Key Takeaways
Rick Rule warns junk bond ETFs holding trillions in property face a liquidity mismatch danger.Rule says U.S. federal debt close to 120% of GDP limits the Fed’s 2026 bailout choices.Rule turned away 135 exhibitors from his Boca Raton symposium after a 40% sector selloff.
The veteran useful resource investor made the remark throughout a July 7, 2026, interview with David Lin of The David Lin Report, recorded from the ground of the Rule Symposium in Boca Raton, Florida. Rule is the co-founder of Battle Financial institution, the proprietor of Rule Funding Media, and the previous CEO of Sprott US.
“If I had to consider one factor that actually scares me, that’s it,” Rule instructed Lin.
A Liquidity Mismatch Inside Junk Bond ETFs
Rule defined that high-yield and subprime credit score ETFs maintain trillions of {dollars} in mixed property, a lot of it owned by retail traders who don’t perceive the underlying credit score danger. The ETF shares commerce freely, he mentioned, however most of the bonds inside them don’t.

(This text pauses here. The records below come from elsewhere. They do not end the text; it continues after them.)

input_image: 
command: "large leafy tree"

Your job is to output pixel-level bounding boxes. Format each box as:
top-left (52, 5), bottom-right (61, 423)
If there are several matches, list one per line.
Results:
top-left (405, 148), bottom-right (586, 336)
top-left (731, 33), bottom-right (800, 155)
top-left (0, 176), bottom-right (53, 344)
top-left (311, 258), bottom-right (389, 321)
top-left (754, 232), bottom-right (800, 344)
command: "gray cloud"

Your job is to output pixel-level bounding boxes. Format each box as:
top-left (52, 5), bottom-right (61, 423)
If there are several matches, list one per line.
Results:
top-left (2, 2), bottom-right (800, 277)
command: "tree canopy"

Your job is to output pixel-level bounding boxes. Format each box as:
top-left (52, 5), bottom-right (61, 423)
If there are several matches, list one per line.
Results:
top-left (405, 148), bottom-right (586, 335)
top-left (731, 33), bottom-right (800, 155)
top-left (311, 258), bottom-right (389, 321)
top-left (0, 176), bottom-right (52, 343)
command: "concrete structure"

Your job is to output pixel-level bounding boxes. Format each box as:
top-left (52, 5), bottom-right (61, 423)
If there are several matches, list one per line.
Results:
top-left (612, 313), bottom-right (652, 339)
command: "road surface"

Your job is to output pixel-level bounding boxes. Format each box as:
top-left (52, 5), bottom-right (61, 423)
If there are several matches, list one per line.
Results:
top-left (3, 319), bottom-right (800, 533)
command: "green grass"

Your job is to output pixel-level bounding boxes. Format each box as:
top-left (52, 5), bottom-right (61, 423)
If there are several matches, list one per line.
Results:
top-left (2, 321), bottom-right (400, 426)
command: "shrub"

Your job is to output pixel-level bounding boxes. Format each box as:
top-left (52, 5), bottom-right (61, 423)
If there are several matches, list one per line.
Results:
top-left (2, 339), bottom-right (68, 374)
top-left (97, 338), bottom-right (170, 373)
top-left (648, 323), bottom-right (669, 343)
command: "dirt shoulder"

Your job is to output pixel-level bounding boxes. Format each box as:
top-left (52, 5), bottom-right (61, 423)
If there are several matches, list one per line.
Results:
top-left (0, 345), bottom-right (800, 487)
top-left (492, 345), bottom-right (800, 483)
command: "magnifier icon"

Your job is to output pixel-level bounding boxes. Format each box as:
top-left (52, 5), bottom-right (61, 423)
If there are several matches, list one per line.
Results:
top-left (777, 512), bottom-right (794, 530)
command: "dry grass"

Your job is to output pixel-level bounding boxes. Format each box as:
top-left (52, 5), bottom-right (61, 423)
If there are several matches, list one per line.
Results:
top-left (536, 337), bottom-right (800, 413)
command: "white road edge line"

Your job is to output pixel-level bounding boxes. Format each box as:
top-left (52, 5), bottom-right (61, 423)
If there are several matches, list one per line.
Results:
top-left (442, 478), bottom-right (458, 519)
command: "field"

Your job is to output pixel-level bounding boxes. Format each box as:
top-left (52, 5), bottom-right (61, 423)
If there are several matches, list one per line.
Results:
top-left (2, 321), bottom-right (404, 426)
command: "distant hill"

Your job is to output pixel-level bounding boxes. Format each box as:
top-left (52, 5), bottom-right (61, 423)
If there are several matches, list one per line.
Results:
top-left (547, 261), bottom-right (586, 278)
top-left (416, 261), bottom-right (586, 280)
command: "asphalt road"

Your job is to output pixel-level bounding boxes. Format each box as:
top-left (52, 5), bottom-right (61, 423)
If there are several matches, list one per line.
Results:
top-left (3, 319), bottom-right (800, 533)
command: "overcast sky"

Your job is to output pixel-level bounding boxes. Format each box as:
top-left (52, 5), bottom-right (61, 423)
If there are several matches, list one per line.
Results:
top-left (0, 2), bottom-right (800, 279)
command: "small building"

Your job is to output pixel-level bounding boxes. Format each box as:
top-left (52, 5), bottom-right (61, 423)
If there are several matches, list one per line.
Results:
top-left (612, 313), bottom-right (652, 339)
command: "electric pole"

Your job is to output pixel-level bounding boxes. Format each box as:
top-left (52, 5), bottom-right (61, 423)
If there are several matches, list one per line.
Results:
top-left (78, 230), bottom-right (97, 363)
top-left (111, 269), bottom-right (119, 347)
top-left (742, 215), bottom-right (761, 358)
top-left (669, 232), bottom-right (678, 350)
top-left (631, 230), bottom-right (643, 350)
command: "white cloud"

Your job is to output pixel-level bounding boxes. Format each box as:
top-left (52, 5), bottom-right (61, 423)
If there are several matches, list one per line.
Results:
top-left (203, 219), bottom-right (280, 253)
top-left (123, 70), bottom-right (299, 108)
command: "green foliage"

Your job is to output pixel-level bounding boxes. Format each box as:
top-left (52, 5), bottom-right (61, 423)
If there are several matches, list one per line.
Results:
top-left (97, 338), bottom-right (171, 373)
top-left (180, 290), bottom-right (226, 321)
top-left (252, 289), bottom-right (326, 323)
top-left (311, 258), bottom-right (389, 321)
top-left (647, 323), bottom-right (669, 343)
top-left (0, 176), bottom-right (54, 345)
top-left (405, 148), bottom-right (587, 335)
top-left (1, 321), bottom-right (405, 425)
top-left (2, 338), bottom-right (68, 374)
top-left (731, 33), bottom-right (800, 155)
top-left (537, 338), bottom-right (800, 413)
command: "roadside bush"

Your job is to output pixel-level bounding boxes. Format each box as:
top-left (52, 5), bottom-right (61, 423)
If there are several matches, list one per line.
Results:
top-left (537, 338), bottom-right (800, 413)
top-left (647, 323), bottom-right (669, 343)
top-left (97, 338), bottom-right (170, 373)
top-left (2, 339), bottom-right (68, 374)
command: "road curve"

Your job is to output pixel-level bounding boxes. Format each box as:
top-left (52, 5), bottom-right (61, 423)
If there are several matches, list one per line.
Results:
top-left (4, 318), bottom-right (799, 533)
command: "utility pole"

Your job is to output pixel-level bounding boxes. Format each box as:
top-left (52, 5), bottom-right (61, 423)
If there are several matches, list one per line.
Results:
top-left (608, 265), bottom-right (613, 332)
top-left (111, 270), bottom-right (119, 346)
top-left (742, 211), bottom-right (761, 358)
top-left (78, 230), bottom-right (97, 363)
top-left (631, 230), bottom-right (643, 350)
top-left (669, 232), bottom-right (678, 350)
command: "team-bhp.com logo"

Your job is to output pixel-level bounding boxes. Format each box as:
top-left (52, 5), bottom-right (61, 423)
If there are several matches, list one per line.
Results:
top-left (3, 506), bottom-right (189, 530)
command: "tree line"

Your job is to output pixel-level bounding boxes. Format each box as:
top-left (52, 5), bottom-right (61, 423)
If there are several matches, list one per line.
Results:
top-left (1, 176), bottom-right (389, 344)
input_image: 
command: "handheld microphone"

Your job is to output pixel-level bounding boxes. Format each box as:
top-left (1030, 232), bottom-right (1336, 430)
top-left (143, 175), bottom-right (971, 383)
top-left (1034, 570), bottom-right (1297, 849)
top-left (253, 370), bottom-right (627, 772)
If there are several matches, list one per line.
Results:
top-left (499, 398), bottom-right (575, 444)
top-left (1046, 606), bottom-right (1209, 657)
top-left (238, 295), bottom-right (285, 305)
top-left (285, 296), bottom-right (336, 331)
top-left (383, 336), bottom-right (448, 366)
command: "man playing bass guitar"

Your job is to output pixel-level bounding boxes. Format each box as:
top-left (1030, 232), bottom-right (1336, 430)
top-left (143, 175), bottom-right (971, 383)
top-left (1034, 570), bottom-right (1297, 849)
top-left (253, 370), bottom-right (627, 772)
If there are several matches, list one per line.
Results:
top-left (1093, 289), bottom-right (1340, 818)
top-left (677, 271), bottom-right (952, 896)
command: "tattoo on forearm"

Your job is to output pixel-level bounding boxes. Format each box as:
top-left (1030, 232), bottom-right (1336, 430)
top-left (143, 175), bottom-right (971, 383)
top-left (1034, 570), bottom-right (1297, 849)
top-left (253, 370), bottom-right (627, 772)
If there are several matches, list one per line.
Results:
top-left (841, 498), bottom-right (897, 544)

A few of these bonds commerce solely as soon as each six weeks, in accordance with Rule. If redemptions pressure a fund supervisor to promote that debt in a single day, the sale value will mirror the vendor’s misery fairly than the broader market, he mentioned.
Rule tied that danger on to rates of interest. Greater charges make it more durable for burdened debtors to maintain paying, and credit score that’s already struggling at present charges would battle extra if charges climbed additional, he mentioned.
Why the Fed Has Much less Room Than It Did in 2008
Rule in contrast the present setup to the 2008 monetary disaster, when the federal authorities stepped in to backstop main establishments. He mentioned the distinction now’s the scale of the debt behind that promise.
Federal debt stood close to 40% of GDP in 2008, Rule mentioned. He put the present determine close to 120%, earlier than accounting for unfunded entitlement obligations. That leaves the Federal Reserve with much less capability to intervene with out resorting to cash creation, which Rule mentioned would carry inflationary penalties.
Rule pointed to bond market habits as proof that the market is already pricing that constraint. The federal government has been shopping for longer-dated Treasurys whereas issuing extra short-term debt to fund the purchases, he mentioned, but lengthy bond yields maintain climbing anyway. He described that as traders demanding compensation for each time and danger.
A Delicate Outlook for the Second Half of 2026
Rule expects the second half of 2026 to be weak throughout markets, citing diminished strain on the Fed to chop charges and a stronger greenback because of this. He mentioned commodities priced in {dollars}, together with gold, would possible soften on that foundation.
He additionally pointed to the latest Gulf battle and the oil value spike that adopted, arguing it pulled liquidity out of the broader financial system in a manner that would present up as financial weak point later within the yr. Rule mentioned he expects copper and oil costs to mirror that strain.
Regardless of the close to time period warning on gold costs, Rule mentioned gold mining equities are pretty priced relative to the metallic for under the fourth time in his profession, and he expects the nominal gold value to be markedly increased inside a decade. He mentioned he’s allocating extra closely to grease and fuel shares over the following six months, together with Canadian producers, an space he mentioned he understands nicely sufficient to navigate the political danger tied to Prime Minister Mark Carney’s power coverage stance.
Contained in the Rule Symposium
Rule mentioned his agency vetted each exhibitor earlier than the four-day convention, accepting 68 corporations and rejecting 135. He mentioned the aim is to let attendees allocate their time effectively and to supply refunds in the event that they really feel the occasion didn’t ship worth.
He famous that junior useful resource shares fell roughly 40% into the convention, compressing valuations throughout each robust and weak corporations alike. Rule mentioned that the selloff created worth on the exhibit flooring that may not in any other case exist.
“The time to take hors d’oeuvres is once they’re passing them out,” Rule said.
On mergers, Rule cited BHP’s $4.2 billion transaction with Wheaton Valuable Metals as proof that royalty and streaming corporations retain a decrease price of capital benefit at the same time as rates of interest rise, a dynamic he mentioned factors to extra massive offers forward fairly than behind the sector.
Rule mentioned he screens corporations for 3 issues earlier than together with them in his rankings: a administration workforce with a observe document related to the precise undertaking, enough scale, and a transparent reply for the way the corporate plans so as to add worth.